Si descrive come egoista ed egocentrico, anzi, pensa che tutti quanti lo siano. Per lui sono tutti egoisti ed egocentrici. Non crede davvero tanto nelle amicizie, semplicemente nessuno vuole stare solo per questo corrono a trovarsi degli amici. Eppure a lui è successo, si era affezionato, aveva degli amici, ci teneva. A modo suo li aiutava, era sempre con loro, perché non sapeva dove altro andare. Non cerca mai le persone per prime, non è bravo a socializzare lo dice anche lui. È impacciato nel comunicare, ha quel tono arrogante e provocatorio con quelle frasi sempre pronte a provocare. Eppure ci sono state. Quelle persone gli erano vicine, si legarono a lui, come lui a loro. Stavano bene, per un momento, poi i loro fili si stracciarono e volarono via, lontano da lui.
Non credo nell'amicizia, nell'amore o quelle stronzate.
Alla fine, fanno più male che altro.
Per favore, non ferirmi che non so cosa devo fare.
♤ Specie:
「Metà stregone metà umano」
Quando c'era ancora mi ripeteva sempre che un giorno avrei sentito qualcosa di speciale. Che avrei capito di essere diverso dagli altri. Soltanto che tutt'ora, non sento nulla di diverso. Non è mai successo nulla che mi rendesse speciale. Dovrei essere forte, capace di non so nemmeno io che magia, invece nulla è successo. Forse è questo il motivo per cui mamma se n'è andata.
L'intera famiglia della madre era composta da streghe e stregoni, Haru doveva essere solo un piccolo proseguimento con una parte umana per via del padre. Eppure anche a distanza di tempo nulla accadde.
Devo portare sfiga, perchè non me lo spiego nemmeno io. Che schifo essere solo un'idiota circondato da mostri. Mio padre, quando avevo circa dieci anni, mi diceva che gli stregoni erano immortali. Però ogni volta che dovevo prendere le botte le prendevo e basta. Ho provato a suicidarmi un paio di volte, ma in entrambe non ho avuto le palle per finirla, quindi non ho idea se sia vero o meno. È davvero una rottura sapere che non lascerò mai questo mondo.
♤ Backstory:
「"Mamma?"」
Non mi ricordo di mia madre.
È una frase facilmente fraintendibile, non so esprimermi.

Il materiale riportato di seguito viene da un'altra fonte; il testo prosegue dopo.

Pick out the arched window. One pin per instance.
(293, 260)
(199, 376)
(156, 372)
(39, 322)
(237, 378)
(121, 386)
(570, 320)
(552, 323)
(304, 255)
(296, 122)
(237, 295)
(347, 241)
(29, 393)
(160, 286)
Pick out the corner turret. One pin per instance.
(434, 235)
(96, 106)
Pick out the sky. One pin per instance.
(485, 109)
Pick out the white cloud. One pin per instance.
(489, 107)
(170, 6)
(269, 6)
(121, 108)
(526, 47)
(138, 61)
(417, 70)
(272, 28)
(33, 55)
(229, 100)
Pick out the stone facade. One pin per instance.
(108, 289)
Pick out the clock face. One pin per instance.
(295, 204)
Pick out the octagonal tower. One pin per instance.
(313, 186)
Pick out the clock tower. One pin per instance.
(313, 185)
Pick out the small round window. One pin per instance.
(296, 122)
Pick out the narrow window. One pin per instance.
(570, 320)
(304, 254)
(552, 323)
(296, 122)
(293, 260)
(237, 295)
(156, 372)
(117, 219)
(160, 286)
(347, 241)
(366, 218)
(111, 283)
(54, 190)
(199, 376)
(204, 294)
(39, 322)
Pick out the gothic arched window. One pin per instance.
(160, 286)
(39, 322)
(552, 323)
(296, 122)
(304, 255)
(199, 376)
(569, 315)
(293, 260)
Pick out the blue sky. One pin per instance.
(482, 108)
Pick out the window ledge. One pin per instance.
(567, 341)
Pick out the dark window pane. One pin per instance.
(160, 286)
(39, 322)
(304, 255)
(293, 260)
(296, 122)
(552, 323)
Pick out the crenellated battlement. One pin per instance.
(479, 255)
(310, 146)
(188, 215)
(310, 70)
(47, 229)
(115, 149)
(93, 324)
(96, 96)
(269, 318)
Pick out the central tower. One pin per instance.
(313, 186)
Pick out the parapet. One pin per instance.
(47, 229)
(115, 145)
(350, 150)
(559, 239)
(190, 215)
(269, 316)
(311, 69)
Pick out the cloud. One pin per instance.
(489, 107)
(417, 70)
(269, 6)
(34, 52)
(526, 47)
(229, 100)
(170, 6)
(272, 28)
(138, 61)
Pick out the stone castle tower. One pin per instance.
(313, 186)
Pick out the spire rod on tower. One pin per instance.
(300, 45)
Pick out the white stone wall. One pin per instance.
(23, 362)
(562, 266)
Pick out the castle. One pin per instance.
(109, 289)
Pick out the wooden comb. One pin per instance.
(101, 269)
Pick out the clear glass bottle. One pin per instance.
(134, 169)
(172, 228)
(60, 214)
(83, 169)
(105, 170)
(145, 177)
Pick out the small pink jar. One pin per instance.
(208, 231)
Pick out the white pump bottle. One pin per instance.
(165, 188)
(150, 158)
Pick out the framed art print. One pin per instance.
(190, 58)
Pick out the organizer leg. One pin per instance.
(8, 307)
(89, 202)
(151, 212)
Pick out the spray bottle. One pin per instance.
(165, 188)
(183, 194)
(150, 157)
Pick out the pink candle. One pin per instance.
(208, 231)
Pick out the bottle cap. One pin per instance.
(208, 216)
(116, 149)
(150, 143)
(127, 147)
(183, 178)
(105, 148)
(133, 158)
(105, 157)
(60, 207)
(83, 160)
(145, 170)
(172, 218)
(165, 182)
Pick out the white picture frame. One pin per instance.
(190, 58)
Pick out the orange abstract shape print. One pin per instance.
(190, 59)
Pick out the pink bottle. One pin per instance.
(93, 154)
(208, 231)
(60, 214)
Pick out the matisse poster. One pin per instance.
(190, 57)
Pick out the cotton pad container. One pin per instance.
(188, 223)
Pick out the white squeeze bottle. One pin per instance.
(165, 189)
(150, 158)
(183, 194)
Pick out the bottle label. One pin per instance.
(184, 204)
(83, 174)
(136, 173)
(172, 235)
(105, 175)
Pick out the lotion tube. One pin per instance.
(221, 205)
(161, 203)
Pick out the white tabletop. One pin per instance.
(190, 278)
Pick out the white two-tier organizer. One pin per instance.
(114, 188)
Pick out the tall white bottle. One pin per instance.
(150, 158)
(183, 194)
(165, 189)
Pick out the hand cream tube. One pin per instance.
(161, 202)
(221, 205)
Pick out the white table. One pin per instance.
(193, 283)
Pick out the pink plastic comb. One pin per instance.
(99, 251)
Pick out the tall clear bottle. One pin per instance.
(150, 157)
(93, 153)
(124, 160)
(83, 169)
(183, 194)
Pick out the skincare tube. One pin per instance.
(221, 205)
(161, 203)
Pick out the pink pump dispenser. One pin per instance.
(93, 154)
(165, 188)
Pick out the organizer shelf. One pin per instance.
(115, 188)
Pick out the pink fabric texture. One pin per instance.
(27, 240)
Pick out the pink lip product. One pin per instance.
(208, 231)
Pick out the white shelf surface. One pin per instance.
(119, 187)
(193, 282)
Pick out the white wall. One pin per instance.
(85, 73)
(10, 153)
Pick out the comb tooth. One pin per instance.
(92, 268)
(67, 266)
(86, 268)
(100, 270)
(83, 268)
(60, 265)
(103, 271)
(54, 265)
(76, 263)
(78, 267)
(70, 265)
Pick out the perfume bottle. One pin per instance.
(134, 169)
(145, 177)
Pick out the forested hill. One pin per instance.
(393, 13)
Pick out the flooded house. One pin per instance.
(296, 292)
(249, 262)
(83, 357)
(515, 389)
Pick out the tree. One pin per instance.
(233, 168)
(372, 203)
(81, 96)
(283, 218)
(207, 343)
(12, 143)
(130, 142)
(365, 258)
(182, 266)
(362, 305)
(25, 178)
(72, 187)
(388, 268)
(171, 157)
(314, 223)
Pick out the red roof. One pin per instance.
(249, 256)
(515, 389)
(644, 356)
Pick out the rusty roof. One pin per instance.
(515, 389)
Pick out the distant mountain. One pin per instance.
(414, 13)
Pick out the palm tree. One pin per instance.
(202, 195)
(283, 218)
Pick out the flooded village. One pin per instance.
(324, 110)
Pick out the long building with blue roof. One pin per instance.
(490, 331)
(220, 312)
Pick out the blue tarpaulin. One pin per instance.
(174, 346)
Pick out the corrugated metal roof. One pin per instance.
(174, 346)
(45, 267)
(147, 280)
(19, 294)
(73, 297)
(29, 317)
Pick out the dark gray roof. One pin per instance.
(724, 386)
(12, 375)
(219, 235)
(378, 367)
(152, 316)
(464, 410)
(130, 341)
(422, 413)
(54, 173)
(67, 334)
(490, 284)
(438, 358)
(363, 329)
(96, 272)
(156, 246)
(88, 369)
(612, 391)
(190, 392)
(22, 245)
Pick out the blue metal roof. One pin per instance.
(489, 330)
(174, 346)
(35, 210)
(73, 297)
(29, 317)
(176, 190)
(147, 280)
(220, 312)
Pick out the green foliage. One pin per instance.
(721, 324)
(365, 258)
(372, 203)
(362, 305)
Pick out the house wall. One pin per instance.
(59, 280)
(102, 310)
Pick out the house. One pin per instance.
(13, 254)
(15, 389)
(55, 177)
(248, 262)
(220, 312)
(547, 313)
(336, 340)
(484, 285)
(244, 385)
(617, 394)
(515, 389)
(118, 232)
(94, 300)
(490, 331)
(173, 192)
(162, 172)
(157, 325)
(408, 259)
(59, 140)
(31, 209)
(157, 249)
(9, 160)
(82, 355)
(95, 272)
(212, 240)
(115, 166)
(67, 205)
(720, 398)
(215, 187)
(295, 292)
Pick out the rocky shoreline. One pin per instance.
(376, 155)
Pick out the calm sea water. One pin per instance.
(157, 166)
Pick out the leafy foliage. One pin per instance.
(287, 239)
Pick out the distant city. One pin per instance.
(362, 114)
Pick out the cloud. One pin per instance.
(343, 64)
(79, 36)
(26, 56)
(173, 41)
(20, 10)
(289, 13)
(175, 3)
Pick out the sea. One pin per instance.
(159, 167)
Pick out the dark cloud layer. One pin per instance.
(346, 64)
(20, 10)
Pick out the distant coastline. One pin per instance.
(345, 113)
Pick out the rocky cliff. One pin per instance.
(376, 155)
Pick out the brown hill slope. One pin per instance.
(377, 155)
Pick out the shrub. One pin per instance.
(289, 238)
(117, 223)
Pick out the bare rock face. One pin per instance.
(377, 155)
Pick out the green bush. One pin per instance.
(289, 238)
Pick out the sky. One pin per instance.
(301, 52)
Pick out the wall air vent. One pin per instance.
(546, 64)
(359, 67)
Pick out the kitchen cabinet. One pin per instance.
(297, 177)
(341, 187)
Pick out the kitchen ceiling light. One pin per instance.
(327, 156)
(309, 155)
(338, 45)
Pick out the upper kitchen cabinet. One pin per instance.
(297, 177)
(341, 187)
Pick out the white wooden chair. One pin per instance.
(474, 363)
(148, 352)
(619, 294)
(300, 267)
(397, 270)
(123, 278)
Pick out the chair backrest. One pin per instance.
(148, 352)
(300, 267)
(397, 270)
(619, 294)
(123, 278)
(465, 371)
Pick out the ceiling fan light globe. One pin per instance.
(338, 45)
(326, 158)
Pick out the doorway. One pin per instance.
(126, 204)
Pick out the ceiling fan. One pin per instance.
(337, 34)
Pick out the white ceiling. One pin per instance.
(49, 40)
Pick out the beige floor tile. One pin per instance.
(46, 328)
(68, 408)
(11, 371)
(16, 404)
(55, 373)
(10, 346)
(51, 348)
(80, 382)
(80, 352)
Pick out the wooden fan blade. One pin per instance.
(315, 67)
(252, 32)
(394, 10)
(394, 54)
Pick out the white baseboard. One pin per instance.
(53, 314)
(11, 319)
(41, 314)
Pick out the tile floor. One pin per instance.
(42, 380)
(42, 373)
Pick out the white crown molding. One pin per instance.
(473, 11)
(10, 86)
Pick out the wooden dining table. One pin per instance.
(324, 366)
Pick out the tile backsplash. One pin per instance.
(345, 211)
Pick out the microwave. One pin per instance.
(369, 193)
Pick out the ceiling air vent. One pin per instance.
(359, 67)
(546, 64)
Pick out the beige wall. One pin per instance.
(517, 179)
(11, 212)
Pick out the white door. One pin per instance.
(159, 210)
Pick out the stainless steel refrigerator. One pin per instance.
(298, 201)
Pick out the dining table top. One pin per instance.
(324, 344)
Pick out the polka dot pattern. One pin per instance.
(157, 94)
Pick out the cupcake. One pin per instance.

Ovviamente mi ricordo com'era fatta fisicamente, aveva i capelli e gli occhi scuri, e poi la pelle pallida, era alta, ma anche io ero piccolo. Mi sono totalmente dimenticato il suo carattere ed il suono della sua voce. Che strano quando smetti di vedere una persona. Da quando ho memoria della sua partenza mio padre ha sempre detto che era normale che se ne fosse andata. Perchè le persone vanno e vengono nella vita, tuttavia, non ho mai sentito di altri bambini come me.
E sempre da quando ho memoria l'ho visto con un sorriso spezzato.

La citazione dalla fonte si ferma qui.